Dans sa deuxième plainte, Foodwatch revient également à la charge contre le groupe Alma, à l’origine de toute cette affaire. C’est en effet sur la base du signalement d’un salarié du groupe Alma que la DGCCRF avait découvert, en 2020, l’utilisation de filtres interdits. L’exploitation des listings clients du groupe avait ensuite révélé que d’autres industriels du secteur, notamment Nestlé, avaient recours à des procédés de purification non conformes.

Afin d’étayer sa plainte, l’ONG Foodwatch a pu y joindre des factures, des bons de commande, des photos mais aussi des échanges de mails, que Franceinfo a pu consulter, et qui prouvent l'utilisation de ces traitements interdits, notamment l’injection de Co2 destinée à gazéifier une eau d'"exception", mais aussi le recours à du sulfate de fer, traditionnellement utilisé pour éliminer l’arsenic dans les eaux usées.
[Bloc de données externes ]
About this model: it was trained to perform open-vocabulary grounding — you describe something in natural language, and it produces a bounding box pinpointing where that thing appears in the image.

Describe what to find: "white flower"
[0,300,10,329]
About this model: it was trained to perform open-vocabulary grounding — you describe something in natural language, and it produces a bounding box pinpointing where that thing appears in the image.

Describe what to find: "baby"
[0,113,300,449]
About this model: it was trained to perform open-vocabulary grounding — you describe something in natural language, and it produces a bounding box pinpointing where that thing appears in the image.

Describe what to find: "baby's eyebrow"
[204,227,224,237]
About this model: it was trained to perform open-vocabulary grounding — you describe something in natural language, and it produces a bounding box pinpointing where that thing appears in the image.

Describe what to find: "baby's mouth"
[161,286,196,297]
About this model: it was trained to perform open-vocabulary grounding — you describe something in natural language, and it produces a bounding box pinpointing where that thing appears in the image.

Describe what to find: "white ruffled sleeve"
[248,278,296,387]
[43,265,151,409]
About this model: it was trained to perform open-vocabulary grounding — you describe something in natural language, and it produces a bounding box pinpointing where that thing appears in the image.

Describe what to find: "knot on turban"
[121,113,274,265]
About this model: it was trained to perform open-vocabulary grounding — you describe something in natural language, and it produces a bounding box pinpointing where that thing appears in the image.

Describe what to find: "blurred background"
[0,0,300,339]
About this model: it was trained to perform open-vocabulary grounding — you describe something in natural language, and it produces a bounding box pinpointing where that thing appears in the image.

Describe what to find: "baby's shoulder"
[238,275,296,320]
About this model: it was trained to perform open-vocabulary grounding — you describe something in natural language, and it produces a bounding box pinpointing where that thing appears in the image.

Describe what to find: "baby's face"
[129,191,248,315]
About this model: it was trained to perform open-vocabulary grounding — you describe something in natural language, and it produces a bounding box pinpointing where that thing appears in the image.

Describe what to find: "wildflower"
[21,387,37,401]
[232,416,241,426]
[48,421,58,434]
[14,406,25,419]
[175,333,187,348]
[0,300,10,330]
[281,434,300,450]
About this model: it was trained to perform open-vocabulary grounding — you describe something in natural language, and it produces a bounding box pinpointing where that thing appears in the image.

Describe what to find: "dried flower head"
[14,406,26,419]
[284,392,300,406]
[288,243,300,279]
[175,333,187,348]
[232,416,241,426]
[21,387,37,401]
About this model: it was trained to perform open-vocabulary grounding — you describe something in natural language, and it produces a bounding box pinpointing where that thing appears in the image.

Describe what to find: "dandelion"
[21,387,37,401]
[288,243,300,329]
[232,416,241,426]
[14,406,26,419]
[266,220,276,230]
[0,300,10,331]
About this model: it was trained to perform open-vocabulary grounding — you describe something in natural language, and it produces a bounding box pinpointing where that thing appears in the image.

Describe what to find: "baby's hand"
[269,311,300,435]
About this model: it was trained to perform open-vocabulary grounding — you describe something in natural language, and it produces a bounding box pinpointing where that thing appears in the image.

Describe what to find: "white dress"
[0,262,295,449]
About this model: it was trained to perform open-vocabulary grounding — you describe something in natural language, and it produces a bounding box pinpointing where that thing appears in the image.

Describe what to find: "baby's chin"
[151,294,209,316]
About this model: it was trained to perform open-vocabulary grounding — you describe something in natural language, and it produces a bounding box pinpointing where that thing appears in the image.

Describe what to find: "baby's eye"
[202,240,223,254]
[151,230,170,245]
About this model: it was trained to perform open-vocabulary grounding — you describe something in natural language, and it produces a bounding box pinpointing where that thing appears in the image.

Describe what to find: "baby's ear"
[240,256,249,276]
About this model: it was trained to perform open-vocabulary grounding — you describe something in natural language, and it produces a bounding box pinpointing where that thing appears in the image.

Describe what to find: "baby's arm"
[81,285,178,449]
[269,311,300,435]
Le groupe Alma évoque désormais, auprès du Monde et de Franceinfo, "des faits anciens et isolés", et affirme que "la sécurité sanitaire et alimentaire de nos eaux n’a jamais été remise en cause".

De son côté, le procureur de Cusset, en charge de l’enquête préliminaire ouverte contre l’entreprise Alma, interrogé par le Monde et Franceinfo concernant l’éventuelle ouverture d’une information judiciaire, n’a pour l’instant pas été en mesure de nous répondre.